How do you determine the convergence or divergence of #Sigma (-1)^(n+1)(1*3*5***(2n-1))/(1*4*7***(3n-2))# from #[1,oo)#?

1 Answer
Jan 12, 2017

This series is (absolutely) convergent.

Explanation:

This series can be seen to be convergent on several grounds.

A rough evaluation is that the ratio between successive terms tends to #2/3# as #n->oo#. So the series will eventually converge faster than a geometric series with ratio (say) #3/4#, regardless of the alternating signs. In other words, this series is absolutely convergent.

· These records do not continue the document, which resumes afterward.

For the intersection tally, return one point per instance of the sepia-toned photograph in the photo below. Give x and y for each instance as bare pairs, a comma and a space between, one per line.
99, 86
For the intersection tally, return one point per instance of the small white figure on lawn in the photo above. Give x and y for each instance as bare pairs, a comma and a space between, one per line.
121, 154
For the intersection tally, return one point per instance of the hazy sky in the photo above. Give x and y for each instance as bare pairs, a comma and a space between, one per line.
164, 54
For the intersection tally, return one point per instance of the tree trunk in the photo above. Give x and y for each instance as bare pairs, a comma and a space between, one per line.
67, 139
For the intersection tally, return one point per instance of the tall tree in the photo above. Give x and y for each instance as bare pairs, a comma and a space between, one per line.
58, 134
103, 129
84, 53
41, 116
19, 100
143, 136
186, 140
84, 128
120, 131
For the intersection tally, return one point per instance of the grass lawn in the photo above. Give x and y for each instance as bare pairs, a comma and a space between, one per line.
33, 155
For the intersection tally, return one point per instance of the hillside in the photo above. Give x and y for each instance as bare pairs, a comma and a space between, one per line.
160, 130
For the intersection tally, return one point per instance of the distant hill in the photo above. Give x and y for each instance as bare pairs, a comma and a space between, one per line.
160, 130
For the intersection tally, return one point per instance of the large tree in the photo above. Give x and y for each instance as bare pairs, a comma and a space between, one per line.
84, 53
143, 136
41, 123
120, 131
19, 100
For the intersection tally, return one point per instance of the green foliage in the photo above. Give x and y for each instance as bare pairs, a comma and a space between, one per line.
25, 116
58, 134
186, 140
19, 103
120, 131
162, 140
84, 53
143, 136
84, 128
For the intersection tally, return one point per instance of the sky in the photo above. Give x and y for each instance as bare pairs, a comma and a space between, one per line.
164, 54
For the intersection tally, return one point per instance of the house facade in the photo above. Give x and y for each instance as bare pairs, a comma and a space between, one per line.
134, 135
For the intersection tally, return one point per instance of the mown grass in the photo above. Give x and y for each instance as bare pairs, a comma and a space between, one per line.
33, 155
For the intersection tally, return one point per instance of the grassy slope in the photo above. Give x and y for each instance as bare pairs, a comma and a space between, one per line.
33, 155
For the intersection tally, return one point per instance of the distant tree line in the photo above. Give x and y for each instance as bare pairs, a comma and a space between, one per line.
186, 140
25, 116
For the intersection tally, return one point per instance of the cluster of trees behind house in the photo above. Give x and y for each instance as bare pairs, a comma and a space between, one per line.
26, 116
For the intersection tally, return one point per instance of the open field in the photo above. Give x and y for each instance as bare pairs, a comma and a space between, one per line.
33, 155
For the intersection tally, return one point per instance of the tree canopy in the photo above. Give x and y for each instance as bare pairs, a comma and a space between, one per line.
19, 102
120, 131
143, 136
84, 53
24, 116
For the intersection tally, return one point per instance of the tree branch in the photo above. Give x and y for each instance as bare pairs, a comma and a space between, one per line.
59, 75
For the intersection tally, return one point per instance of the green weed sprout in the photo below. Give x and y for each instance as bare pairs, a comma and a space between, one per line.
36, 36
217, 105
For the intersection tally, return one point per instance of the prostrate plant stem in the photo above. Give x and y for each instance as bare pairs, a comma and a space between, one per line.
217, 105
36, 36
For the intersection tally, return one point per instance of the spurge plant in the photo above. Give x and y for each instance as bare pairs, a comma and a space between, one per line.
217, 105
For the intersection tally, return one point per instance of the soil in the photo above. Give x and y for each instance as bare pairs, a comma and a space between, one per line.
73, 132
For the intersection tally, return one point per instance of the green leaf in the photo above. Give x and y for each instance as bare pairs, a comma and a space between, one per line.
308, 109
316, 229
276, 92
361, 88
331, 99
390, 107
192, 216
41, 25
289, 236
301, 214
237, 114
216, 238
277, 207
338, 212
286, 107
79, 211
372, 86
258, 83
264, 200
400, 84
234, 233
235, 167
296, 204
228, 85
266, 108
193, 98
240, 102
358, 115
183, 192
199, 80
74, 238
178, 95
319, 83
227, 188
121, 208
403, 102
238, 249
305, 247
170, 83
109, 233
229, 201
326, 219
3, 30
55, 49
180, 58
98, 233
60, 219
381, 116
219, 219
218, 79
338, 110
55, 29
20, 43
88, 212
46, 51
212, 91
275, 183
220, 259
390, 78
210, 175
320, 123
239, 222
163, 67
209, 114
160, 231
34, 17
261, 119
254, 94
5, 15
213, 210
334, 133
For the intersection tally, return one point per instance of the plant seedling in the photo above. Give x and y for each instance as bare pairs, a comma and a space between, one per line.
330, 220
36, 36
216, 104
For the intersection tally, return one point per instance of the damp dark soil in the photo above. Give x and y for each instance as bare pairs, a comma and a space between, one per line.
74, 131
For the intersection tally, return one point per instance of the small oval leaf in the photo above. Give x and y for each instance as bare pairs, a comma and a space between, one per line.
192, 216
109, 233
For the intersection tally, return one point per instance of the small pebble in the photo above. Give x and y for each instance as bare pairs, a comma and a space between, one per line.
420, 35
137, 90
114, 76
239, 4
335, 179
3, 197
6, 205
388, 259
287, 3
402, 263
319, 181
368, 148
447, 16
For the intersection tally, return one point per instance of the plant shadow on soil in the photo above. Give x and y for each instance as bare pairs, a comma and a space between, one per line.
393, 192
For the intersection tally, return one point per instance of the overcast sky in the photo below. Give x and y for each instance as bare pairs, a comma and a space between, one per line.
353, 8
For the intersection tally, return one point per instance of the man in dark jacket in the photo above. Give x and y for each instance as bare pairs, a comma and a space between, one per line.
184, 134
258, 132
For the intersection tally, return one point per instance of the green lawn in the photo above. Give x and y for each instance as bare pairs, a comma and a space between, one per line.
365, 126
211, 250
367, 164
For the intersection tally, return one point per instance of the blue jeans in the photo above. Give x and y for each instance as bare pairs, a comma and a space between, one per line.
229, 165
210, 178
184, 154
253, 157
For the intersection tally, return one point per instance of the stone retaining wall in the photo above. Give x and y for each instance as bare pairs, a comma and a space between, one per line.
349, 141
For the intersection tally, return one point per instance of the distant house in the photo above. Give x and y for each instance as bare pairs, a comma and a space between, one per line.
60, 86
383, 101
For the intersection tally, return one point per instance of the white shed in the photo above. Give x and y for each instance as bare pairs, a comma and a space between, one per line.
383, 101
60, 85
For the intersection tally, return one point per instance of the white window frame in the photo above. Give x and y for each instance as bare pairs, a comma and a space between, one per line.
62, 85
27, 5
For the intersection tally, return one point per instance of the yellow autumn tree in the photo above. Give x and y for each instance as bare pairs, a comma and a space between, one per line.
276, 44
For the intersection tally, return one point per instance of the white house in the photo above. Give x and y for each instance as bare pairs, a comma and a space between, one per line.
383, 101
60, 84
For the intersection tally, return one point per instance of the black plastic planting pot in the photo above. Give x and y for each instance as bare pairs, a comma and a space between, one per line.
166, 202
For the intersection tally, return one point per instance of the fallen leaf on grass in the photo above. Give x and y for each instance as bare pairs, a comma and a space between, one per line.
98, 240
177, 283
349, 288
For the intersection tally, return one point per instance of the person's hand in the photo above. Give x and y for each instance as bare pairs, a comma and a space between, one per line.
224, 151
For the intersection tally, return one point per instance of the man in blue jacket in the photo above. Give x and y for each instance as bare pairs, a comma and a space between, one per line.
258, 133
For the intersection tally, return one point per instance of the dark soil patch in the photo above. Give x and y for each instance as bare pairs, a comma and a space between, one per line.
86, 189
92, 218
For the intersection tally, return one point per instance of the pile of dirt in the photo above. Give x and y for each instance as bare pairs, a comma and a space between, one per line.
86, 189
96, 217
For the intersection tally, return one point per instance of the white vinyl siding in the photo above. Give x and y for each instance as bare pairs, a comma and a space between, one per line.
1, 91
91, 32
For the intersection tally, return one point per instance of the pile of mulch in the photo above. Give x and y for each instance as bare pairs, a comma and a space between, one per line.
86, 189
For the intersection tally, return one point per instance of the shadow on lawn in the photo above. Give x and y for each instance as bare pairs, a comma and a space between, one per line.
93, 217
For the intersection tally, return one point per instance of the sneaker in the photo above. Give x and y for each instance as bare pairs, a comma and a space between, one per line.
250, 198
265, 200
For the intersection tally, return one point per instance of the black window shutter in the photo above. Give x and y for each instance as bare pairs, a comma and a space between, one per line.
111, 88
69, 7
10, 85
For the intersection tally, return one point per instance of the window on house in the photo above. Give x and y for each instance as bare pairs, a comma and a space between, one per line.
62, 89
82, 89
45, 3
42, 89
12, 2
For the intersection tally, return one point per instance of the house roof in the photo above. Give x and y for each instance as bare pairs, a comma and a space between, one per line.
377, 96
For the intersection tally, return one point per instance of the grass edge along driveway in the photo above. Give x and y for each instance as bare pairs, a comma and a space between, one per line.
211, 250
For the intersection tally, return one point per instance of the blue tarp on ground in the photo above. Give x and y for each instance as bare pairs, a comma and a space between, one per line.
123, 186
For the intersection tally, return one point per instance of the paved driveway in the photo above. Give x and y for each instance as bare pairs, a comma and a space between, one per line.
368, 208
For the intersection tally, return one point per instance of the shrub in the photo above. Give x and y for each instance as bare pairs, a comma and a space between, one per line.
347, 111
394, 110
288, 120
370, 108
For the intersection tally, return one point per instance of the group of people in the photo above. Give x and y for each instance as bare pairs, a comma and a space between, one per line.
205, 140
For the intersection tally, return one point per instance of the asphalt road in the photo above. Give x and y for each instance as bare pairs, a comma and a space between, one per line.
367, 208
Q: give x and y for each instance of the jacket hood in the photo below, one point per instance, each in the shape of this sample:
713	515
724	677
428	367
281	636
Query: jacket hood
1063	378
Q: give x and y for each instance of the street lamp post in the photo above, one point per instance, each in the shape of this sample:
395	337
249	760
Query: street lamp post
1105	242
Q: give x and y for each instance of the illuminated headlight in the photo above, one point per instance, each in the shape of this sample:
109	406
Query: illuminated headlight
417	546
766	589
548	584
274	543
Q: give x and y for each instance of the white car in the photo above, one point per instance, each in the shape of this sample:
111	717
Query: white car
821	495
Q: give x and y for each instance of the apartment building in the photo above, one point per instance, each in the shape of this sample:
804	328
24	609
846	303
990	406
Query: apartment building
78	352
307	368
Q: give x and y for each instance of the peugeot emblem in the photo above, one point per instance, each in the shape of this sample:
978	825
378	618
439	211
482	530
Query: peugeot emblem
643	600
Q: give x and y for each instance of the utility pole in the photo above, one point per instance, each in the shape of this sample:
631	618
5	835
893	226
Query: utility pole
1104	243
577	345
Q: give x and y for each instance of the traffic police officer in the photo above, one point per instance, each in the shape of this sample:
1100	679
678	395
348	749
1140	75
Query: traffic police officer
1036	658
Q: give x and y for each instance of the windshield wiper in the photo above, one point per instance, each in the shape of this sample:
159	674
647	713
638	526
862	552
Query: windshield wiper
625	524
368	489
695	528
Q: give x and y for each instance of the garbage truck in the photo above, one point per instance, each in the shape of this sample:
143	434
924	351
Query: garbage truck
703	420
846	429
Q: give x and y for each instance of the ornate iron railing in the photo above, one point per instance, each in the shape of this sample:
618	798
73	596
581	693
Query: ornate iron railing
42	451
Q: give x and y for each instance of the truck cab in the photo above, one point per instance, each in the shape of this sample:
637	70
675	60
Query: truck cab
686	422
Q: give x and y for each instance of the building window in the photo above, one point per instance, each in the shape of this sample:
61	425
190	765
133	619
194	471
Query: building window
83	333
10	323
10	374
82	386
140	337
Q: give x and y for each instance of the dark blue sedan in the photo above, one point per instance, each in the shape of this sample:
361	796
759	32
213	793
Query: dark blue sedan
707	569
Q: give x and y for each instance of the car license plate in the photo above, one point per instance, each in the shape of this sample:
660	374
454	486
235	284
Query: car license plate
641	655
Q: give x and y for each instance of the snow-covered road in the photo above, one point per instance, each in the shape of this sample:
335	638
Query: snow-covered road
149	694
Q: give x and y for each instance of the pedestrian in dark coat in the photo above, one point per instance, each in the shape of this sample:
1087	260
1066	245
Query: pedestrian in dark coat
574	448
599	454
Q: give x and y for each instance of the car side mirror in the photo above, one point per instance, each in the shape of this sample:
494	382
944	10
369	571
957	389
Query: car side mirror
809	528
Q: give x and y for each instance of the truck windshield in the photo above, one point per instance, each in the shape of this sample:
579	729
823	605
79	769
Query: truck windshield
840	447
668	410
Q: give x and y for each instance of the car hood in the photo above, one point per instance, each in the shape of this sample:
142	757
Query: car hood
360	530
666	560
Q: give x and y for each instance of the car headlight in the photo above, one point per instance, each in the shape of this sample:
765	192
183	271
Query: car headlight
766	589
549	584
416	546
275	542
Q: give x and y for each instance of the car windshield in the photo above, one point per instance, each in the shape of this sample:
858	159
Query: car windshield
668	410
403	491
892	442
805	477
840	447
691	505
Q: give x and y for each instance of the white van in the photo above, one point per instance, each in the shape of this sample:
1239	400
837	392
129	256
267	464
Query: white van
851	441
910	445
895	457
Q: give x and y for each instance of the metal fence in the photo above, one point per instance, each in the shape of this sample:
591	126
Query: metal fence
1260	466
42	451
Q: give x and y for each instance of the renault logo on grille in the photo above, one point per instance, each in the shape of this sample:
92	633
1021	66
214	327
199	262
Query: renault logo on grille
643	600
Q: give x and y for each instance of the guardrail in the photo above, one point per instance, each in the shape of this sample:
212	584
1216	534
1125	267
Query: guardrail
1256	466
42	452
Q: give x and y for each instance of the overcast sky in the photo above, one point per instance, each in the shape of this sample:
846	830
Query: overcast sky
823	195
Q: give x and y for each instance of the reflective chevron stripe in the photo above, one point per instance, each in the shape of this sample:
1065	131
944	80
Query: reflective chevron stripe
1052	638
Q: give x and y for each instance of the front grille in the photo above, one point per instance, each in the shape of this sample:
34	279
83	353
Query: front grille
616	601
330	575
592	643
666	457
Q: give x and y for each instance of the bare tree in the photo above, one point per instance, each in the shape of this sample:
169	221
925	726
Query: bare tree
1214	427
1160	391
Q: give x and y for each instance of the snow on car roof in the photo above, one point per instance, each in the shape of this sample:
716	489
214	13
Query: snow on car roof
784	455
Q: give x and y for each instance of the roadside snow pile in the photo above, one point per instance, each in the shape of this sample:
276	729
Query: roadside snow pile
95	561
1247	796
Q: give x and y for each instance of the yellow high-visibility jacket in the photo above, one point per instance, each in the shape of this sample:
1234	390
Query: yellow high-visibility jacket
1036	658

More formally, we proceed as follows:

Let:

#a_n = prod_(k=1)^n (2k-1)/(3k-2)#

Then:

#a_(n+1)/a_n = (2(n+1)-1)/(3(n+1)-2) = (2n+1)/(3n+1) <= 3/4#

when #n >= 1#

So:

#sum_(n=1)^N a_n <= sum_(n=1)^N (3/4)^(n-1) = (1-(3/4)^N)/(1-3/4) = 4-4(3/4)^N#

Then:

#lim_(N->oo) (3/4)^N = 0#

So:

#sum_(n=1)^oo a_n <= 4# converges.

So our example series is absolutely convergent, and hence convergent.